How to remedy this situation?

One approach, adopted by the Insurance Bureau of Canada (IBC), Insurance Institute of Ontario (IIO) and a variety of others, is to publicize the “human side” of the insurance industry.

The theory is that consumers don’t hear enough about how the insurance industry reaches out to its communities by donating to and fundraising for charitable causes, and therefore the industry needs to promote more heavily its many “good corporate citizens” and public safety advocates.

The approach is sound. There are plenty of “good-news” stories in the insurance industry. Trade publications such as Canadian Underwriter routinely witness fundraising enterprises that have flowed millions of dollars to highly worthwhile endeavors. But many of these stories don’t see the light of day in the daily media, which tend to thrive on consumer-vs.-industry antagonisms.

One parallel approach, therefore, is to reframe apparent paradoxes that create opportunities for the daily media to raise their tired banner of “defending the public interest” against the supposedly contrary, private interests of corporations. Under this theory, the “image problem” is rooted at least partly in the public perception – real or imagined – that what is bad for consumers is good for insurance companies, and vice versa.

Take, for example, the following paradox: hard markets are good for insurers, but bad for consumers. Insurers make profits during hard markets in part because risks are tightly-defined and priced appropriately; but these same dynamics spell trouble for consumers, who see rates increase and coverage availability disappear.

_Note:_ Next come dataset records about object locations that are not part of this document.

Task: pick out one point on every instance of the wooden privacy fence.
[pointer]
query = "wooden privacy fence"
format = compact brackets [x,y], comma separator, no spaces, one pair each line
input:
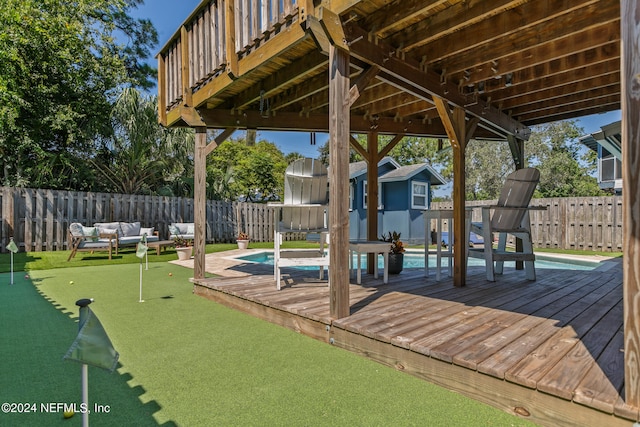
[38,219]
[581,223]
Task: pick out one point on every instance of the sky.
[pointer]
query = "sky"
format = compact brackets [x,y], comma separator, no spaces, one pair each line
[168,15]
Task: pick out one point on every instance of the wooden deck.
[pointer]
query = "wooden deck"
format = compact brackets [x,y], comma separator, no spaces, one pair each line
[550,350]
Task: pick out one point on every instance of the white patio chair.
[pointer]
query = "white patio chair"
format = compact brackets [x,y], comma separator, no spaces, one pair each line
[510,216]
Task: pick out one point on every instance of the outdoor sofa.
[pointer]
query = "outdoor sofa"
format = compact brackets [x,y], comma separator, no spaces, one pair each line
[186,230]
[88,239]
[126,233]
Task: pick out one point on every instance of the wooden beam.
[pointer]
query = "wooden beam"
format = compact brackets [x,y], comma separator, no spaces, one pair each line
[332,26]
[191,117]
[385,150]
[339,182]
[425,84]
[630,70]
[199,201]
[186,84]
[372,196]
[219,139]
[355,144]
[162,91]
[454,123]
[230,47]
[362,82]
[319,122]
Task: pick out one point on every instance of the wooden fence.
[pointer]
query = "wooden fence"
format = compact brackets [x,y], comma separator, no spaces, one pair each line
[38,219]
[581,223]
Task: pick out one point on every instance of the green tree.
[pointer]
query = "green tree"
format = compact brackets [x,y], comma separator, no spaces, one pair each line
[487,165]
[142,156]
[555,150]
[236,170]
[61,65]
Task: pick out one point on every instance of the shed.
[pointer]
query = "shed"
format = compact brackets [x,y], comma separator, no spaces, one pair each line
[607,142]
[403,193]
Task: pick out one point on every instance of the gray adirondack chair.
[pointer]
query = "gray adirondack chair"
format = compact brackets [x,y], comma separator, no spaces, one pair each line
[510,216]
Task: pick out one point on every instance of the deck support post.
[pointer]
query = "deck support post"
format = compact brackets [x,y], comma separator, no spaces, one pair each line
[339,129]
[199,201]
[630,82]
[517,153]
[459,133]
[372,195]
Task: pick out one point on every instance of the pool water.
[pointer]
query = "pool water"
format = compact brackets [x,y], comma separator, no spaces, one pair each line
[416,260]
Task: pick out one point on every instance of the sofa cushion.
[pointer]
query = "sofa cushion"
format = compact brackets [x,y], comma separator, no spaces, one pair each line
[130,228]
[76,229]
[109,226]
[91,233]
[147,230]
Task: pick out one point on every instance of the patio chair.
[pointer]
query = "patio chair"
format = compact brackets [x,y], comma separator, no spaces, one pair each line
[88,239]
[510,216]
[304,211]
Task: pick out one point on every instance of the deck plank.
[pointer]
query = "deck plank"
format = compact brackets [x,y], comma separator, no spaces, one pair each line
[559,337]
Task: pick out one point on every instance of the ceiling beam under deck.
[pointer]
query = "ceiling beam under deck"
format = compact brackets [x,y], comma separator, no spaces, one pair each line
[574,93]
[556,84]
[426,84]
[455,18]
[511,31]
[599,60]
[572,115]
[480,69]
[391,16]
[273,84]
[251,119]
[553,112]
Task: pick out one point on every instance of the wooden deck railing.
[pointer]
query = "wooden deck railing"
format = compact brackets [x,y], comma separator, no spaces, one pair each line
[212,40]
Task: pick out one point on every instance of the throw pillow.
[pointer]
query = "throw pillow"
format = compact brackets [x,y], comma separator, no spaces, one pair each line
[75,229]
[91,233]
[148,231]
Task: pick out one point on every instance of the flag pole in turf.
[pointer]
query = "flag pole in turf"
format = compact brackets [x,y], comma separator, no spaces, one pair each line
[12,248]
[141,252]
[92,346]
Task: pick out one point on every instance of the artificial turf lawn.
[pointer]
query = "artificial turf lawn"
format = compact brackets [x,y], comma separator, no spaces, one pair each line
[188,361]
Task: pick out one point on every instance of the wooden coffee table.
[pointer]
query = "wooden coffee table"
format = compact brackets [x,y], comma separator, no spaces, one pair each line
[159,245]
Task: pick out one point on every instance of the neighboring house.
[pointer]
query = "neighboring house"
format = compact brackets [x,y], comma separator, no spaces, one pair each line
[608,144]
[403,193]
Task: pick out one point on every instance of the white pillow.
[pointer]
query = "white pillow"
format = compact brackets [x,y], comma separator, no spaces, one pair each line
[147,231]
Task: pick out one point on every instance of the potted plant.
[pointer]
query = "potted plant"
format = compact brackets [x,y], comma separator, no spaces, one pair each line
[183,247]
[243,240]
[396,254]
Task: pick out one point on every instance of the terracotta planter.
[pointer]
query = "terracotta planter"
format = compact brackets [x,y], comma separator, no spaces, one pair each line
[184,253]
[395,263]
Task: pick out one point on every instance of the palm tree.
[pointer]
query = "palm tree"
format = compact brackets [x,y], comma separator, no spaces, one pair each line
[142,156]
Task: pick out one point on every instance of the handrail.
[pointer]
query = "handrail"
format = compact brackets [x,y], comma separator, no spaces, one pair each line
[211,41]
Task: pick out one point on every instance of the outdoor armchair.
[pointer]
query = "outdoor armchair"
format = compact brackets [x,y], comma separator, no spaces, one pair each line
[510,216]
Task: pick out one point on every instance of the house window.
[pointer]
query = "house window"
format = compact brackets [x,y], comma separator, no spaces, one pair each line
[350,196]
[418,195]
[364,195]
[610,167]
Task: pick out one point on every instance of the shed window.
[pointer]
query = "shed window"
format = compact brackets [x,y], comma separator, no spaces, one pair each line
[364,195]
[418,195]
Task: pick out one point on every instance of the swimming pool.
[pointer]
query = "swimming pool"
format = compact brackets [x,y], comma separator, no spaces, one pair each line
[416,260]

A corollary paradox is that soft markets are great for consumers, but not good for insurers. For the consumer, premiums are lower during soft markets and more coverage is available. But insurers burn much-needed capital to lower prices during soft markets; as a result, they don’t collect enough premium for when claims start to escalate.

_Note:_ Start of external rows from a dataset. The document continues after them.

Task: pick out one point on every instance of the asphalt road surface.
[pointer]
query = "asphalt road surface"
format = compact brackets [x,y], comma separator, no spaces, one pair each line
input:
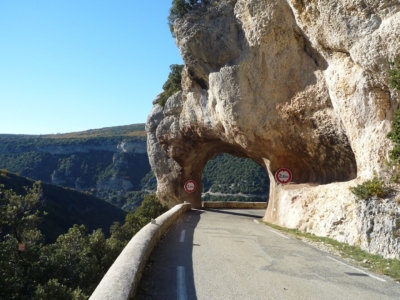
[228,254]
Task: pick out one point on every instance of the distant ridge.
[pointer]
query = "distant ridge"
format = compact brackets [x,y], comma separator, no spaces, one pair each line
[66,207]
[124,130]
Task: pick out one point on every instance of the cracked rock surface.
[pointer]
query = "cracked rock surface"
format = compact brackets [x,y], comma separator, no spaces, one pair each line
[287,83]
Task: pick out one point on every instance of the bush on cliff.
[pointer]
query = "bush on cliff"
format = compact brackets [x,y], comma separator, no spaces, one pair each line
[394,135]
[394,74]
[370,188]
[178,10]
[172,85]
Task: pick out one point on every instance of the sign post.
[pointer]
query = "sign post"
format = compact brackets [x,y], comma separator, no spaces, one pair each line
[190,186]
[283,176]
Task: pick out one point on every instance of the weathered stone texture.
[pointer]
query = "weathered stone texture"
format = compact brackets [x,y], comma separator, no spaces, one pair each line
[296,84]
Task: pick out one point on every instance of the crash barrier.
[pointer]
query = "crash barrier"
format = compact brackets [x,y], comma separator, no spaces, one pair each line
[235,204]
[123,277]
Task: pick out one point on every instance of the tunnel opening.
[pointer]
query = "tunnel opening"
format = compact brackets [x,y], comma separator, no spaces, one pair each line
[229,178]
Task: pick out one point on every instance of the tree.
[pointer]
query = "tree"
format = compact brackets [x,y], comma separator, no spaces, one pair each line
[19,217]
[178,9]
[172,85]
[394,74]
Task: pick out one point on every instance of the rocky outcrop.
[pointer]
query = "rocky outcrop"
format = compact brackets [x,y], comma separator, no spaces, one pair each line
[295,84]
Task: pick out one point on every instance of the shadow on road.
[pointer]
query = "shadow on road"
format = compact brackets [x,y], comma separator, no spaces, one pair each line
[236,213]
[169,271]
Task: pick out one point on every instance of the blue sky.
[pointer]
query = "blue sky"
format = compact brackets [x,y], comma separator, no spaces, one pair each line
[75,65]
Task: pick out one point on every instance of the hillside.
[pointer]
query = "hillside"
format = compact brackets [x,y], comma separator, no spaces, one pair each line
[112,163]
[66,207]
[107,162]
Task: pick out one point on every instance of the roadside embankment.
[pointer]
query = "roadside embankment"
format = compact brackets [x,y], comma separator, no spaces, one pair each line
[234,204]
[121,280]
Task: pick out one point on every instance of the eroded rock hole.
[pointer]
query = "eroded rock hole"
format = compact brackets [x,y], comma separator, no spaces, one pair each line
[230,178]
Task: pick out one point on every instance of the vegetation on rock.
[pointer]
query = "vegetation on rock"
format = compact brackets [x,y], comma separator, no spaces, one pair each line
[69,268]
[172,85]
[370,188]
[178,9]
[394,74]
[65,207]
[227,174]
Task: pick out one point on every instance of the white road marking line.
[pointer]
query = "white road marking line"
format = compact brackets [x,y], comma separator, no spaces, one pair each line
[375,277]
[279,234]
[181,283]
[182,237]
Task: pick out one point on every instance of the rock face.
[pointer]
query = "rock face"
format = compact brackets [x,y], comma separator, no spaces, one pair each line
[295,84]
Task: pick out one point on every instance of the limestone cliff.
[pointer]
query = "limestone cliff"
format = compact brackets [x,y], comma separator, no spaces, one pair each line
[287,83]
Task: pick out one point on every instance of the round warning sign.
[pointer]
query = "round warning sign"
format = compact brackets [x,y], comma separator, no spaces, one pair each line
[283,175]
[190,186]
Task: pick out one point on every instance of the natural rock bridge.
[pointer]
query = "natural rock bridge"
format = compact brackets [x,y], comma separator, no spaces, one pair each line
[230,254]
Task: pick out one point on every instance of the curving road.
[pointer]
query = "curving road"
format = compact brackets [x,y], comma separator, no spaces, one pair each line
[227,254]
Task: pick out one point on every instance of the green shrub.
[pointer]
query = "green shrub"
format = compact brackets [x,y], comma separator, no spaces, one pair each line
[394,74]
[172,85]
[178,9]
[369,188]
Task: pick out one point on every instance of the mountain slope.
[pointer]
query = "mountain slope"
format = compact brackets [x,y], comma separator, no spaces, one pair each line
[66,207]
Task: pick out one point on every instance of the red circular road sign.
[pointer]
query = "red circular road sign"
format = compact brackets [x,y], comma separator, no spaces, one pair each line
[283,175]
[190,186]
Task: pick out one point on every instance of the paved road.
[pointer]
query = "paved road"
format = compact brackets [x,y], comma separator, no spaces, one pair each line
[226,254]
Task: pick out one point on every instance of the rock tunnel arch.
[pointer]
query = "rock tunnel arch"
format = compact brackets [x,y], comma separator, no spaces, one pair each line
[195,157]
[227,178]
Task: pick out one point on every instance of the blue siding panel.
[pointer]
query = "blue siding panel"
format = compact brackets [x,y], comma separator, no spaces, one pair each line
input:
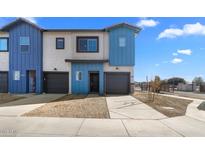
[82,87]
[121,56]
[25,61]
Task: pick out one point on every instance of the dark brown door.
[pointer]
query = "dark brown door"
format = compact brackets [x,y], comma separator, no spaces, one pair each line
[117,82]
[94,82]
[3,82]
[56,82]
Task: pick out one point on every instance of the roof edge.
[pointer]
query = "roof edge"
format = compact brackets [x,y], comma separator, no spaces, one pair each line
[9,25]
[135,28]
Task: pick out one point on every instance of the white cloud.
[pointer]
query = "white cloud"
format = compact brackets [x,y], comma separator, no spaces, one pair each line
[176,60]
[175,54]
[147,23]
[188,29]
[185,52]
[32,19]
[165,62]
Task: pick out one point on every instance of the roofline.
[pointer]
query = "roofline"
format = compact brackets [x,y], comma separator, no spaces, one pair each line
[6,27]
[74,30]
[86,60]
[135,28]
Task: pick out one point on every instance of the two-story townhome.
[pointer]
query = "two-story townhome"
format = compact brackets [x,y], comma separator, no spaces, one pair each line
[78,61]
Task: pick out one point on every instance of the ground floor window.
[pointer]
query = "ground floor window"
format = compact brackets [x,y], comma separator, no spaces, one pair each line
[78,76]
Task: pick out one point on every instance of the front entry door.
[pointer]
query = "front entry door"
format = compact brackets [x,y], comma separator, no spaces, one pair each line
[32,81]
[94,82]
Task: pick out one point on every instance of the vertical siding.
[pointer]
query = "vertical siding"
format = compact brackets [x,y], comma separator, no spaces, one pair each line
[121,56]
[82,87]
[24,61]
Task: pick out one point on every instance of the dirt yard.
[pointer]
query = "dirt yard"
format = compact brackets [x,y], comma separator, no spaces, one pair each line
[5,98]
[168,106]
[73,106]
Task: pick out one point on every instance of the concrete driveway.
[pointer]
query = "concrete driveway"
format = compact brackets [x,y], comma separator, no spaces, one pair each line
[19,107]
[128,107]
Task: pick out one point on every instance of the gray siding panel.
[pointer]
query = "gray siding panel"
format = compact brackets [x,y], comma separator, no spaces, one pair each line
[24,61]
[3,82]
[122,56]
[117,83]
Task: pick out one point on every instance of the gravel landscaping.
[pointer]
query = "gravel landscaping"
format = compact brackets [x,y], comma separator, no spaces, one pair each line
[168,106]
[5,98]
[74,106]
[201,106]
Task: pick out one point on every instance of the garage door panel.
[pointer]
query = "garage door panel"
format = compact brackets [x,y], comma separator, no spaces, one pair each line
[56,82]
[117,83]
[3,82]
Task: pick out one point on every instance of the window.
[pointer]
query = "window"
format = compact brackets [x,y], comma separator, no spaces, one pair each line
[4,44]
[59,43]
[87,44]
[16,75]
[24,43]
[78,76]
[122,42]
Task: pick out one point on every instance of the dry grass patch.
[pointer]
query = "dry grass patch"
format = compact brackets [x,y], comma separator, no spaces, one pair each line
[168,106]
[5,98]
[73,106]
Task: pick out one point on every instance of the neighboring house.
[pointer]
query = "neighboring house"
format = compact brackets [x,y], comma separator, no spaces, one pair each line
[78,61]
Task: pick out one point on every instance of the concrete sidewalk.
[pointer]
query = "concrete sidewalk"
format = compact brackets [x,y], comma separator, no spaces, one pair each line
[44,126]
[19,107]
[39,126]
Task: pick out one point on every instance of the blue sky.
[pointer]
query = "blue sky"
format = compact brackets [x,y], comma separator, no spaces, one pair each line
[166,46]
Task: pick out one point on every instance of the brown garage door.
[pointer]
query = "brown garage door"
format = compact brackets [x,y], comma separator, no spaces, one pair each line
[3,82]
[117,83]
[56,82]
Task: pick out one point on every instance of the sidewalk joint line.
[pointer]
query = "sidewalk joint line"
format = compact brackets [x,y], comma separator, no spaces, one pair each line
[80,127]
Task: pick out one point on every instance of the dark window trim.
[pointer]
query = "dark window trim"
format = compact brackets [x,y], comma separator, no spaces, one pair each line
[87,37]
[63,42]
[7,44]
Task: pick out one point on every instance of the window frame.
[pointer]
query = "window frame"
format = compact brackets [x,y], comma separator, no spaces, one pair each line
[120,41]
[63,43]
[86,37]
[23,45]
[77,75]
[7,44]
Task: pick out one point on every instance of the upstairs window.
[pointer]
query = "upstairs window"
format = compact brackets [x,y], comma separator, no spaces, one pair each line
[4,44]
[60,43]
[122,42]
[78,76]
[87,44]
[24,43]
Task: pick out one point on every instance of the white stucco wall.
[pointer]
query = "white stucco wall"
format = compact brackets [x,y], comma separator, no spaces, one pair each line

The end result of these seeming paradoxes is that insurers appear to be celebrating huge profits during times when consumers are hard up for cash and policy availability. Conversely, whenever times are good for consumers, insurers want to increase their rates to make more money.

The pragmatism of IBC president Stanley Griffin’s remarks at the Ontario Insurance Institute’s forum in April 2006 probably represents a healthy recognition of these seemingly intractable dynamics. Griffin told the institute that the insurance industry “doesn’t have to be the most popular kid on the block.” At the same time, he added, it doesn’t want to be the kid that gets beaten up for his lunch money all the time, either.

It is time to address these paradoxes directly. A starting point would be to establish a dialogue with the public.

When insurance companies and brokers talk about ‘profits,’ for example, whose money are they talking about? The answer is: the public’s money…

The public needs to know that the industry must make a profit to help consumers during times of crisis. “Our” profits in the industry are really the consumers’ profits – insurers’ money flows back to the consumers in the form of claims payouts. No profits, no claims payouts, no benefit to consumers who must rebuild their lives in times of tragedy. It’s that simple.

Using collectivist language to describe the money-making nature of the business may help to break down the antagonisms that develop when daily media use language that pits insurers against consumers and claimants.

Getting back to the basics may be the best way to dispel myths that the insurance industry is in it strictly for the money. After all, the whole basis of the enterprise is to share our wealth with those people who desperately need the money in times of crisis and emergency.